Шрифт:
Интервал:
Закладка:
А может, и не нужна мне никакая правда…
Он целует мою ладонь, поглаживает кончиками пальцев мои губы и отпускает, отходя к двери, облокачивается на нее, засовывает руки в карманы, склоняет голову, смотря на меня.
Как-то сразу становится холодно, от его серых глаза, от перемены настроения, будто это конец…
Сажусь на подоконник, от волнения сжимая его края.
— Твоего отца отпустили еще до Нового года, — сообщает он мне холодным голосом. — Если ты хочешь, я отвезу тебя домой прямо сейчас, — закрывает глаза, запрокидывает голову, ударяясь затылком о дверь.
— Почему ты мне не сказал? — не понимаю его. — Я могла хотя бы позвонить ему…
— Почему, — ухмыляется. Сейчас он такой, каким был со мной в первый день похищения — холодный, циничный и немного пугающий.
— Почему? — спрашиваю громче, поскольку Глеб не отвечает.

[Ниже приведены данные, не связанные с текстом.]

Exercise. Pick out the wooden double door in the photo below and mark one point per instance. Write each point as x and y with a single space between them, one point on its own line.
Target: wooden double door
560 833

— Я объясню, — медленно сползает по двери на пол, садится, вынимает из кармана пачку сигарет, достаёт одну, но не прикуривает, просто крутит ее в пальцах, зажимая фильтр. — Давай начнем сначала, детка. Тебя похитили…
— Да и ты меня спас, поскольку знаешь моего отца.

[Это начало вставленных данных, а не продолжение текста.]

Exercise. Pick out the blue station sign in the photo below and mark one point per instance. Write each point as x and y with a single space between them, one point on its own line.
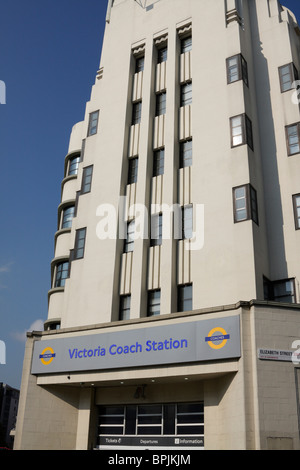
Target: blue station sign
186 342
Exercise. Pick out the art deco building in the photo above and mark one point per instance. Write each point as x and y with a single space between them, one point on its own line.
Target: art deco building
174 306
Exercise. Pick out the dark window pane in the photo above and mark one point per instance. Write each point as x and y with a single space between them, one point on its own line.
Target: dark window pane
149 430
169 419
93 123
130 420
159 162
112 430
190 430
133 170
73 165
186 45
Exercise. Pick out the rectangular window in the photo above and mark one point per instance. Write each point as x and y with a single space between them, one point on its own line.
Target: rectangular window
149 420
73 165
153 303
159 162
79 243
87 179
136 113
139 64
186 94
129 242
284 291
190 419
241 131
186 44
288 74
93 123
293 139
168 419
61 274
296 203
162 55
187 222
133 170
280 291
185 298
156 229
245 204
186 153
237 69
68 214
161 104
125 302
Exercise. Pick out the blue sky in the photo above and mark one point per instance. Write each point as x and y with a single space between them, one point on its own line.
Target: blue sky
49 56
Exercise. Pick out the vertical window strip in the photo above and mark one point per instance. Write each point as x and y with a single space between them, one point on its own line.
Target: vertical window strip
93 123
237 69
159 162
245 204
79 243
61 274
125 304
161 103
87 180
186 94
68 214
136 113
129 242
187 222
287 75
156 229
74 164
154 303
186 44
185 298
133 170
296 200
293 139
186 153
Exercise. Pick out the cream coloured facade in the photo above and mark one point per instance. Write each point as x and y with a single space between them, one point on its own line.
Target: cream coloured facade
174 304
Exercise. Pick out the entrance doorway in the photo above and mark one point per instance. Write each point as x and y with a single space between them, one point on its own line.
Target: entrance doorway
177 426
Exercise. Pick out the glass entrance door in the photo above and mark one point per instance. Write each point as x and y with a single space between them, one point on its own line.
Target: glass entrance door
160 426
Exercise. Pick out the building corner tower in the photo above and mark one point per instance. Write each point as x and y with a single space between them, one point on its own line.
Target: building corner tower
174 303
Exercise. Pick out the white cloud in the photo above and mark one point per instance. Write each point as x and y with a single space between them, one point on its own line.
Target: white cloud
37 325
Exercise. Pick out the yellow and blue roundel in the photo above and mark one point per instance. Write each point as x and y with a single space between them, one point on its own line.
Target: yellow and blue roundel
47 356
217 338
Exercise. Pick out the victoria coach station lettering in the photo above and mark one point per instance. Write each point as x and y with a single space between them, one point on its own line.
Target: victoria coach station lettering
132 349
202 340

— Рада, не будь дурой, — снова цинично ухмыляется. И я не знаю такого Глеба. Надменного и жестокого. У него даже глаза меняются, становясь темнее. — Я не супергерой. Ты не задумывалась, как я оказался в квартире, откуда у меня ключи и почему так чудесно совпало, что я живу несколькими этажами выше от твоих похитителей?
— Нет, но все можно объяснить…
— Так вот, детка, это мои квартиры: и нижняя, и верхняя, — выдает он и ломает сигарету в руках, заглядывая мне в глаза.
— Я не понимаю… — сглатываю. Мой мозг просто отказывается это понимать.
— Все просто. Я и есть участник твоего похищения. Планы были немного другие… В квартире внизу стоят камеры, я контролировал и наблюдал, и мне стало жалко тебя. Красивая девочка на полу, прикованная к батарее, так отчаянно боролась с отморозками.
— Ты все это наблюдал… — только и могу сказать я. Шепчу, голоса нет, кажется, что меня душит невидимая удавка.
— Я не просто наблюдал, Рада. Я организатор и руководитель этого беспредела.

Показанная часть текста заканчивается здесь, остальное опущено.